Mexican President Enrique Peña Nieto announced on July 15, 2013, that Mexico will invest $315 billion during the period 2013-2018 to upgrade Mexico’s infrastructure by modernising roads and highways, building rail lines, building and expanding the country’s seaports and airports, providing universal access to telecommunications and boosting the energy sector.
The plan is expected to include close to 500 projects across the country. President Peña Nieto stated, however, that the flow of investments, and possible further spending increases, will depend on the approval of fiscal reform that his administration will propose to Mexico’s Congress in September.
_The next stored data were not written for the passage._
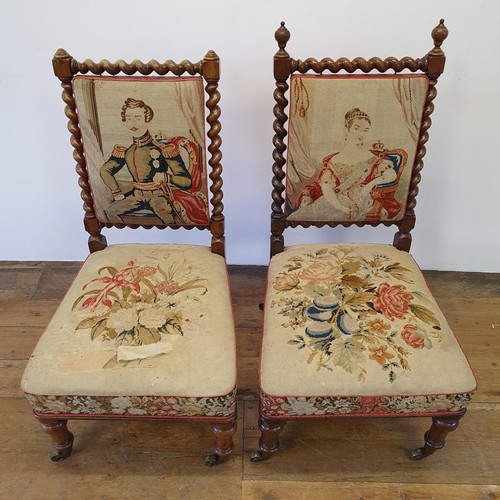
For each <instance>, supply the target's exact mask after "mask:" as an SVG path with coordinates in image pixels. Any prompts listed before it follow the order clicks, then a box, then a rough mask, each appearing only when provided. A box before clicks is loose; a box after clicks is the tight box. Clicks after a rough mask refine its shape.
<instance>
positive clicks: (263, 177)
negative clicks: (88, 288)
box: [0, 0, 500, 272]
mask: <svg viewBox="0 0 500 500" xmlns="http://www.w3.org/2000/svg"><path fill="white" fill-rule="evenodd" d="M0 6H1V9H0V47H2V49H1V54H2V60H1V69H0V109H1V111H2V113H1V118H0V151H1V154H0V186H1V196H0V238H1V239H0V259H1V260H83V259H84V258H85V256H86V255H87V253H88V251H87V243H86V242H87V233H86V232H85V231H84V230H83V225H82V217H83V210H82V203H81V200H80V198H79V192H80V189H79V188H78V185H77V175H76V173H75V171H74V161H73V159H72V149H71V147H70V145H69V133H68V132H67V130H66V123H67V119H66V117H65V116H64V114H63V108H64V105H63V103H62V101H61V99H60V87H59V82H58V80H57V79H56V78H55V77H54V75H53V73H52V67H51V58H52V55H53V54H54V52H55V50H56V49H57V48H59V47H63V48H65V49H66V50H67V51H68V52H69V53H70V54H71V55H73V56H74V57H75V58H76V59H78V60H83V59H85V58H91V59H94V60H99V59H102V58H107V59H109V60H111V61H114V60H116V59H118V58H123V59H125V60H132V59H135V58H139V59H142V60H148V59H151V58H156V59H158V60H160V61H163V60H165V59H167V58H170V59H173V60H175V61H180V60H181V59H184V58H188V59H190V60H192V61H197V60H199V59H201V58H202V57H203V56H204V54H205V53H206V51H207V50H208V49H214V50H215V51H216V52H217V53H218V54H219V56H220V58H221V61H222V78H221V85H220V91H221V94H222V100H221V108H222V117H221V122H222V127H223V128H222V133H221V136H222V141H223V143H222V152H223V161H222V165H223V167H224V204H225V215H226V236H227V259H228V262H229V263H230V264H266V263H267V261H268V253H269V218H270V203H271V198H270V192H271V177H272V174H271V164H272V157H271V153H272V149H273V146H272V135H273V131H272V121H273V115H272V107H273V105H274V100H273V97H272V93H273V89H274V80H273V76H272V56H273V54H274V52H275V51H276V49H277V47H276V43H275V41H274V31H275V30H276V28H277V27H278V26H279V22H280V21H281V20H285V21H286V23H287V27H288V28H289V29H290V31H291V33H292V38H291V40H290V42H289V43H288V47H287V48H288V51H289V53H290V54H291V55H292V57H294V58H305V57H309V56H315V57H317V58H320V57H324V56H330V57H333V58H337V57H341V56H347V57H350V58H353V57H356V56H363V57H366V58H368V57H371V56H375V55H376V56H380V57H386V56H389V55H394V56H397V57H402V56H405V55H411V56H412V57H419V56H423V55H424V54H425V53H426V52H427V51H428V50H429V49H430V48H431V47H432V40H431V38H430V32H431V30H432V28H433V27H434V26H435V25H436V24H437V22H438V20H439V18H441V17H444V18H445V20H446V24H447V26H448V28H449V30H450V35H449V37H448V39H447V40H446V42H445V44H444V46H443V48H444V50H445V52H446V54H447V65H446V70H445V73H444V74H443V76H442V77H441V79H440V81H439V83H438V97H437V99H436V101H435V104H436V111H435V113H434V115H433V126H432V128H431V134H430V135H431V138H430V141H429V142H428V145H427V149H428V154H427V156H426V158H425V168H424V171H423V180H422V183H421V184H420V195H419V198H418V204H417V210H416V212H417V227H416V229H415V230H414V231H413V235H414V243H413V247H412V253H413V254H414V256H415V257H416V258H417V260H418V261H419V263H420V264H421V266H422V267H423V268H424V269H439V270H463V271H490V272H500V224H499V220H500V160H499V155H498V149H497V148H498V145H499V142H500V99H499V90H498V89H499V88H500V87H499V82H500V65H498V60H497V59H498V57H497V56H498V50H499V47H500V31H499V28H498V27H499V26H500V2H498V0H475V1H474V2H470V1H468V0H424V1H420V2H409V1H402V0H378V1H377V2H373V1H369V0H364V1H357V2H353V1H350V0H335V1H333V0H316V1H312V2H311V1H309V2H307V1H304V0H253V1H251V2H237V1H234V0H219V1H218V0H214V1H212V2H210V3H209V2H206V1H202V0H183V1H178V2H173V1H166V0H163V1H162V0H143V1H142V2H137V1H131V0H107V1H102V0H86V1H84V2H82V1H78V2H77V1H75V0H45V1H44V2H36V1H34V0H32V1H29V0H17V1H16V2H10V1H7V0H0ZM394 47H396V50H394ZM488 64H489V65H490V69H488V70H486V69H485V68H486V66H487V65H488ZM393 233H394V230H393V229H387V228H374V229H365V230H360V229H357V228H353V229H344V228H340V229H329V228H325V229H322V230H314V229H312V230H308V231H306V230H303V229H295V230H288V232H287V233H286V242H287V244H295V243H300V242H306V241H311V242H313V241H314V242H323V241H324V242H326V241H332V242H333V241H370V240H371V241H381V242H392V236H393ZM105 234H106V236H107V238H108V242H110V243H117V242H123V241H155V242H160V241H177V242H187V241H190V242H195V243H200V244H205V243H208V237H207V236H205V235H204V234H203V233H201V232H198V231H195V232H188V231H167V232H165V231H163V232H161V231H158V230H155V229H153V230H150V231H145V230H136V231H133V230H116V229H115V230H107V231H105ZM306 237H307V239H306Z"/></svg>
The $315 billion plan is part of an effort to improve Mexico’s competitiveness and productivity. Mexico’s stated long-term goal is to be ranked in the top 20 percent of the World Economic Forum’s Infrastructure Competitiveness Index by 2030 (Mexico currently ranks 68th out of 144 countries surveyed). It represents a significantly larger investment than the six-year plans submitted by previous presidential administrations.
By comparison, Mexico’s last six-year plan involved about $200 billion in infrastructure spending. Annual investment through the current plan is expected to equal approximately 5 percent of Mexico’s gross domestic product.
While the administration has yet to provide specific details about the general infrastructure plan, the Transport and Communications Infrastructure Investment Programme 2013-2018, which is part of the infrastructure plan, includes the following five action items designed to modernise roads, railroads, ports, airports and telecommunications:
Telecommunications: The aim is to achieve universal access by expanding network coverage, fostering competition and ensuring that the recent constitutional reform of the telecommunications industry is implemented in a timely, effective manner.
Road and Highway Infrastructure: The goal is to have a safe, complete and integrated road system in good condition that can serve as the backbone of the Mexican economy, linking the country’s various regions and bringing remote communities closer together.
Railroads: The aim is to restore passenger rail transport and encourage greater use of freight trains. The plan aims to reduce travel costs and times through the construction of bypasses and urban infrastructure, which will help improve the speed of transportation by rail.
Ports: The goal is to have four world-class ports and increase the capacity of the port system as a whole to support the country’s various economic sectors, as well as to encourage the growth of a merchant fleet.
Airports: The goal is to achieve better service, lower costs and higher frequency in air transportation, relieve the congestion of Mexico City International Airport and promote regional interconnections.
The government also has yet to announce the details of the infrastructure plan particularly as it relates to energy. Mexico’s energy infrastructure is in need of significant investment, and its refining industry and pipeline network are particularly in need of upgrade and expansion. Despite being one of the largest producers of crude oil in the world, Mexico is a net importer of refined petroleum products.